In 1989, the Supreme Court of Illinois interpreted the Supreme Court of the United States to have already adopted major aspects of mature minor doctrine, concluding:
Although the United States Supreme Court has not broadened this constitutional right of minors beyond abortion cases, the [Illinois] appellate court found such an extension “inevitable.” …Nevertheless, the Supreme Court has not held that a constitutionally based right to refuse medical treatment exists, either for adults or minors. …[U.S. Supreme Court] cases do show, however, that no “bright line” age restriction of 18 is tenable in restricting the rights of mature minors, [thus] mature minors may possess and exercise rights regarding medical care… If the evidence is clear and convincing that the minor is mature enough to appreciate the consequences of her actions, and that the minor is mature enough to exercise the judgment of an adult, then the mature minor doctrine affords her the common law right to consent to or refuse medical treatment [including life and death cases, with some considerations].
An ongoing case of Z.M is being heard in Maryland regarding the minor’s right to refuse chemotherapy.
In Connecticut, Cassandra C. a seventeen-year-old, was ordered by the Connecticut Supreme Court to receive treatment. The court decided that Cassandra was not mature enough to make medical decisions.
In 2009, the Supreme Court of Canada ruling in A.C. v. Manitoba  SCC 30 (CanLII) found that children may make life and death decisions about their medical treatment. In the majority opinion, Justice Rosalie Abella wrote:
“The result of this [decision] is that young people under 16 will have the right to demonstrate mature medical decisional capacity. …If, after a careful analysis of the young person’s ability to exercise mature and independent judgment, the court is persuaded that the necessary level of maturity exists, the young person’s views ought to be respected.”

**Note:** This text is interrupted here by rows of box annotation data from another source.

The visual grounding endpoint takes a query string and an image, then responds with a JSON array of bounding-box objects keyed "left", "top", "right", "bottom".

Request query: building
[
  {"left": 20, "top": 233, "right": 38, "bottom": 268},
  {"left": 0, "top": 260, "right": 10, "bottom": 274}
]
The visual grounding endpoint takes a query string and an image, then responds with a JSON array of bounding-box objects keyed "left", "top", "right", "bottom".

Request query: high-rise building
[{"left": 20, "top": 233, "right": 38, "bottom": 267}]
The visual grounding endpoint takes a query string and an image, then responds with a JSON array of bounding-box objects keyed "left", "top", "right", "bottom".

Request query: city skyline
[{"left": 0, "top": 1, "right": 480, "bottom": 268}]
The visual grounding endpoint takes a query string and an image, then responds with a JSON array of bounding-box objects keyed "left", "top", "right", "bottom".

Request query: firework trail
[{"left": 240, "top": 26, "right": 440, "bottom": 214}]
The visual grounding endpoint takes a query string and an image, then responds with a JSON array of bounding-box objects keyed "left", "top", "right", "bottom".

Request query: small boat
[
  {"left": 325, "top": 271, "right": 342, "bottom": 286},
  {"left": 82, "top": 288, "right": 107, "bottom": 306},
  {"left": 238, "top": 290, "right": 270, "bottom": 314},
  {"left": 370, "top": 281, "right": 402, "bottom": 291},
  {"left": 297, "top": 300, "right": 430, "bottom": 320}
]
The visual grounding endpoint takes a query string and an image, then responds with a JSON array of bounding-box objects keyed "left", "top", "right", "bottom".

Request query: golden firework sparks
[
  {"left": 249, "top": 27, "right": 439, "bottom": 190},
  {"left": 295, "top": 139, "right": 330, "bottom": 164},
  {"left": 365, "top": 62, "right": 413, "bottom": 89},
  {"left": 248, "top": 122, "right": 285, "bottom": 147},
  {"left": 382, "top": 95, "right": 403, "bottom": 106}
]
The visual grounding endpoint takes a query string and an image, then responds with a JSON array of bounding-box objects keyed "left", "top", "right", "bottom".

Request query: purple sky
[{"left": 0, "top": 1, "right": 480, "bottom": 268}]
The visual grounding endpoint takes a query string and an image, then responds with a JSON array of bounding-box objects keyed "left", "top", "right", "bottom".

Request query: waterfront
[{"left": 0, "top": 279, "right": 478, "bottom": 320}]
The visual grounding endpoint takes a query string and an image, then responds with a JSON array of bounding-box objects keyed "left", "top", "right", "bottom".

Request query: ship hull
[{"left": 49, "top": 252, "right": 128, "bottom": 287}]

A “dissenting” opinion by Justice Ian Binnie would have gone further:
“At common law, proof of capacity entitles the ‘mature minor’ to exercise personal autonomy in making medical treatment decisions free of parental or judicial control. …[A] young person with capacity is entitled to make the treatment decision, not just to have ‘input’ into a judge’s consideration of what the judge believes to be the young person’s best interests.”
Analysts note that the Canadian decision merely requires that younger patients be permitted a hearing, and still allows a judge to “decide whether or not to order a medical procedure on an unwilling minor”.